FAUK commissioned report 'Invisible Innovators' launched by UEA
Next meeting? 28th June 2021
Welcome to FAUK!
Film Archives UK (FAUK) brings together archives, archivists, associate organisations and individuals who are interested in and committed to the work and development of the UK’s public sector film archives.
For a taste of the material we hold, why not watch our video showcasing some of the treasures from our collections?
The UEA’s report, ‘Invisible Innovators', making women filmmakers visible across the UK’s Film Archives is now available. It has been commissioned by Film Archives UK to explore the current scale and scope of the holdings of women’s amateur filmmaking within the regional and national film and media archives and to investigate ways of optimising their visibility. 6.3.20
FAUK'S next quarterly meeting will take place via ZOOM on Monday 28th June 2021 2-4pm.
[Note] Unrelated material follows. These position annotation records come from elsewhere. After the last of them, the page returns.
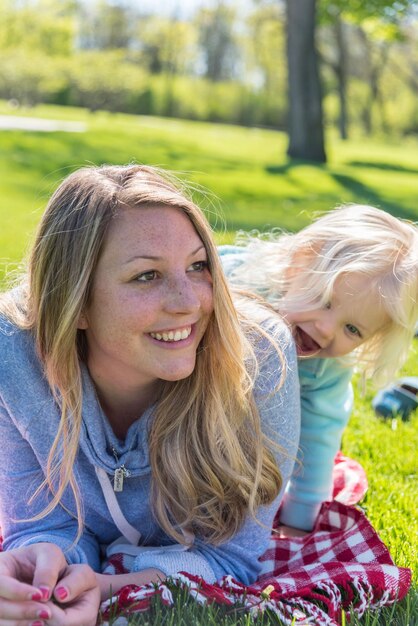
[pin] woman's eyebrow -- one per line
(150, 257)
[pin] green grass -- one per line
(252, 185)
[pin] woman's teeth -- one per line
(172, 335)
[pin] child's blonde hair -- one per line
(349, 239)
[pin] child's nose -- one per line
(326, 326)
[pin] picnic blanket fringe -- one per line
(342, 565)
(322, 606)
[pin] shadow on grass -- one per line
(361, 193)
(389, 167)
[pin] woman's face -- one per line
(151, 300)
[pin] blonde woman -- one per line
(347, 284)
(136, 404)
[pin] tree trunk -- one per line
(342, 77)
(305, 125)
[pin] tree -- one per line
(305, 117)
(384, 17)
(217, 44)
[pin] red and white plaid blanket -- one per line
(341, 565)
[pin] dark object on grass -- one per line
(399, 398)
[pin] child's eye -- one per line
(199, 266)
(146, 277)
(353, 330)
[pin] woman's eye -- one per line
(146, 277)
(353, 330)
(199, 266)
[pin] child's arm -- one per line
(326, 403)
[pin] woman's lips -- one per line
(305, 345)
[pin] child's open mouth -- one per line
(305, 345)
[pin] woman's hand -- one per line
(37, 585)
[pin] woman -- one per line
(135, 402)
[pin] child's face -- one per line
(353, 316)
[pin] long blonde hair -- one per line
(211, 464)
(349, 239)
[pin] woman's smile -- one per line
(151, 301)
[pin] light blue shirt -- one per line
(29, 419)
(326, 405)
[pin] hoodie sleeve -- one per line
(20, 475)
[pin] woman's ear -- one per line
(82, 323)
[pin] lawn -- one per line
(249, 184)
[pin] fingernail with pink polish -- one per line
(61, 593)
(36, 596)
(44, 592)
(44, 614)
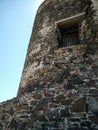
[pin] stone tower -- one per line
(59, 83)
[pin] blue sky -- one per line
(16, 22)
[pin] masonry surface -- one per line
(58, 84)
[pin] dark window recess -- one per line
(68, 35)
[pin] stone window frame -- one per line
(73, 20)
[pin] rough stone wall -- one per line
(56, 81)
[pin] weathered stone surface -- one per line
(58, 84)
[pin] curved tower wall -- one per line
(59, 82)
(44, 38)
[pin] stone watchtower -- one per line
(59, 83)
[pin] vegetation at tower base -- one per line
(59, 83)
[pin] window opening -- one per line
(68, 35)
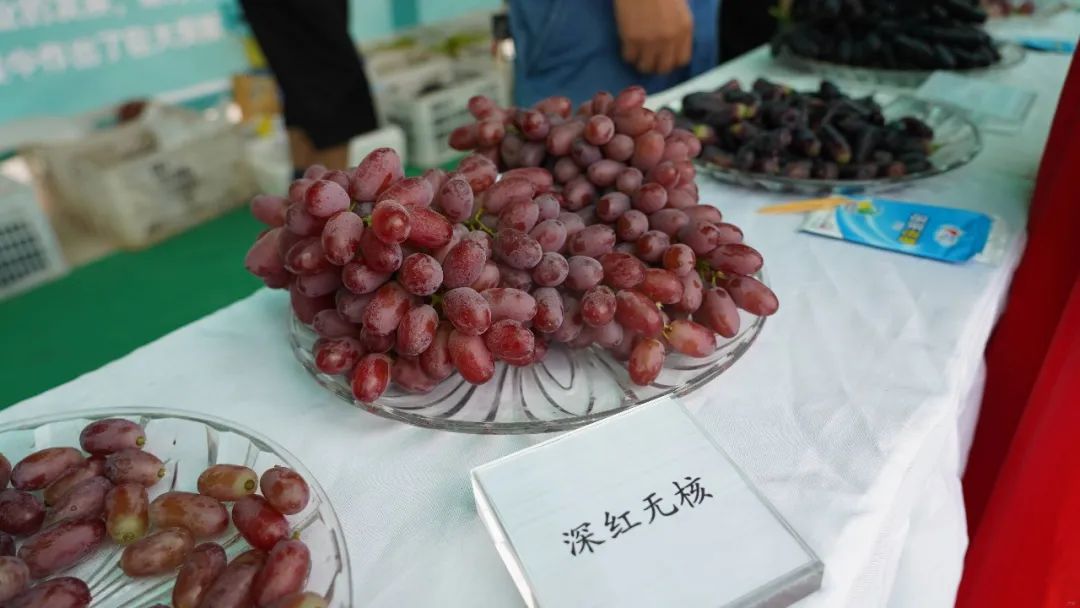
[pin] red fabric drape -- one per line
(1039, 291)
(1023, 481)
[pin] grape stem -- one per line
(474, 223)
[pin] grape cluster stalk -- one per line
(581, 228)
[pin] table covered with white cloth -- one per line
(852, 413)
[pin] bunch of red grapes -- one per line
(592, 235)
(66, 504)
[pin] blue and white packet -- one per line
(942, 233)
(1048, 44)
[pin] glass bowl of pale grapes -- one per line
(145, 507)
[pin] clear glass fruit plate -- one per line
(1012, 55)
(568, 389)
(957, 142)
(188, 443)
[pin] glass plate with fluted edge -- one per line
(188, 443)
(956, 143)
(568, 389)
(1012, 55)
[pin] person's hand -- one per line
(657, 35)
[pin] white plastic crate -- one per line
(432, 103)
(390, 136)
(139, 183)
(29, 253)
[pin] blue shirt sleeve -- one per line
(571, 48)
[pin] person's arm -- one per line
(657, 35)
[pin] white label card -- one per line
(981, 97)
(638, 510)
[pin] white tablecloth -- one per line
(852, 413)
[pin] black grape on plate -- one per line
(565, 239)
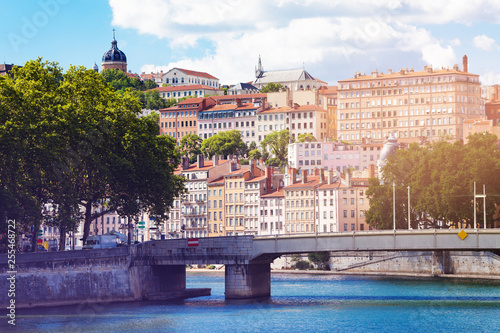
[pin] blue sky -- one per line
(332, 39)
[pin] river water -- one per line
(299, 303)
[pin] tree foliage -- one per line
(441, 179)
(277, 142)
(306, 137)
(67, 141)
(224, 143)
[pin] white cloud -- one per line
(484, 42)
(288, 33)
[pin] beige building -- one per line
(428, 104)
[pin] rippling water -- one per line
(299, 303)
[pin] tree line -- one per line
(440, 177)
(70, 142)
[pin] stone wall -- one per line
(465, 263)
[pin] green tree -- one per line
(277, 142)
(320, 259)
(224, 143)
(306, 137)
(28, 100)
(272, 87)
(190, 146)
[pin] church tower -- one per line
(114, 58)
(259, 70)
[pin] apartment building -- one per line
(181, 119)
(300, 202)
(272, 213)
(432, 104)
(180, 77)
(189, 91)
(193, 207)
(215, 203)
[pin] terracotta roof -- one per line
(327, 186)
(311, 182)
(226, 97)
(237, 172)
(219, 180)
(195, 73)
(186, 87)
(398, 75)
(256, 179)
(275, 194)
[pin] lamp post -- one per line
(409, 224)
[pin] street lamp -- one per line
(393, 206)
(409, 225)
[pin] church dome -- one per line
(114, 54)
Zoom invites will be sent to Members in due course. We hope all our Members and friends are keeping safe and well. For more information about FAUK and membership, please contact administrator@filmarchives.org.uk
FILM ARCHIVE UK’s European representation at INEDITS AGM, Strasbourg
Film Archive UK representatives contribute to the INEDITS Association Annual General Meeting in Strasbourg, 23 – 25th November
Earlier this year FAUK were invited to attend the Annual General meeting and conference of INEDITS – the European association created in 1991 to encourage the collection, preservation, study and showcasing of amateur films: http://www.inedits-europe.org/
For their 2017 AGM in Strasbourg, the chosen focus for the conference was the contribution of European Universities to the gathering, preservation and the promotion of amateur film/cinema, with various research initiatives and regional programmes and partnerships discussed throughout the two days, interspersed with a series of curated screenings in venues at the University of Strasbourg and L’Odysee Cinema de Strasbourg, the sumptuously restored 1913 movie theatre in the centre of the City
The invitation extended from INEDITS asked FAUK to speak about the support of British Universities working in partnership, particularly with the English Regional Film Archives, on the preservation and promotion of amateur film collections, and how that ‘model’ had been developed.
Whilst there is no doubt about the support from our various host Universities, our discussions with INEDITS, and the presentation that was given, argued that there was no ‘one model’ as such, certainly not one that had been developed as a UK initiative. Instead, many of the positive associations for those RFAs within Universities were born out of happenstance – small, quite random community projects, which through various routes have developed, professionalised and flourished as the regional film archives of today, and created the partnerships that are now firmly in place with their host Universities.
To present the case, Will McTaggart from the North West Film Archive, and Sue Howard from the Yorkshire/North East Film Archive presented two very different case studies, with the NWFA firmly embedded ( and funded ) as one of Manchester Metropolitan University’s special Collections, and the Yorkshire Film Archive following a more independent route as a registered charity working to an appointed Board of Trustees drawn from across the region, with premises contracted on long term leases with both York St John University ( for YFA ) and Teesside University ( for NEFA ).
The discussions and debates were, in the main, lively and informative – mostly in French, but for those whose French could be better ( me! ), for the most part the translation facilities were good, and what was striking was that many of the films screened shared so many familiar themes – amateur footage, a lot of home movie content, and one debate that ensued after our presentation was the importance of the wider collective European memory that is revealed, and should be explored in more detail ( though for us, having worked on UK-wide projects such as SHUK and UFH, I think we were able to make a strong case that the significance of these films to the more general public audience is about location – people, place and sense of identity is hugely valued ).
On the final evening we were invited to a screening of Magali Magne’s ‘Journal Filme d’un Exile’ – Diary of an Exile, based on footage shot by Robert Bernas, living in Vienna at the time, who bought a camera to film his family and new born son, but in recording his ‘home movies’ over the coming years, documents their lives as a Franco-Austrian Jewish family, forced to flee Vienna and Paris, seek exile in the United States and finally to return to France in 1947 . The story is told by Harry Bernas, the new born son of Robert, and equally fascinating is the relationship that has developed between raconteur and filmmaker – and the parallels they both draw on life in France today.